Your letters! They are arranged neatly in a folder on the bookshelf. I know the content by heart: you said you’d always have faith in me, no matter what happened I could always rise again, like a phoenix (but you never said you’d still love me—would you?); you said you could paint me even with your eyes closed (and then you did paint me, and you turned to love the girl in the painting); then you said the girl you knew was dead (but you’re wrong, she stays alive for you, I’m the one who is fading). Those letters have become ashes before this fire touches them.

Misery roars for a moment. There is nothing here that I’d like to save.

I look back at the door. With a quick dash I can still get out. Go back to the streams of “how-are-you-today” and “see-you-tomorrow,” meeting the same faces who greet you with the same goods in the market, mumbling the same jokes over and over, putting back on the roles we play, back to being your lover, your best friend, who always loves ABC and dislikes XYZ, who aspires to this and not that, who sees the world in this way and not that way— I am grateful for this fire.

I love you and know you love me. But what love’s arms bruise, this fire’s tongues liberate. You once told me, “There are wounds that can only be cured by fire, Hippocrates said.” I hope you’re right.

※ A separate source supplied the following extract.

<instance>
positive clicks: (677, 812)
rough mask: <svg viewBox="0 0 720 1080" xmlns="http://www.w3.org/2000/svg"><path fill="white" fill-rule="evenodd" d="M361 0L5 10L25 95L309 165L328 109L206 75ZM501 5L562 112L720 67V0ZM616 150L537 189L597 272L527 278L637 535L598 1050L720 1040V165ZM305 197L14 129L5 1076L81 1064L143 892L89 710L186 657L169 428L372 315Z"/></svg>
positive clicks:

Perhaps you’ll accuse me of giving in, of destroying everything, like Medea. Don’t you understand? This is my only way out. You who see hope everywhere, even when life was flapping like a fish on a cold rock, can’t you see what I see, the beauty of this pile of ashes? Look! Look! How free it is. How full of possibilities. Now you can rebuild it into something entirely new.

I sit on the window frame as the fire rages on, the house crackles on, like the chatters of a loyal friend. If you are right, that I am as strong as an iceberg, then I won’t feel a thing. And I don’t feel a thing. Doesn’t mean I can’t curl like a caterpillar and burn. I’m just no longer waiting.

In the distance, through the brilliant wavy screen, I can make out a silhouette of a person that looks so much like you (or me?), holding a torch, standing in the dark. Is he the arsonist, waiting for someone to come out, or merely watching the spectacle of a falling house? Is that you (or me)? Or are there many people? The entire village? Have I got your attention now?

So why don’t you tell me: what do I look like to you now? What do you think of me now?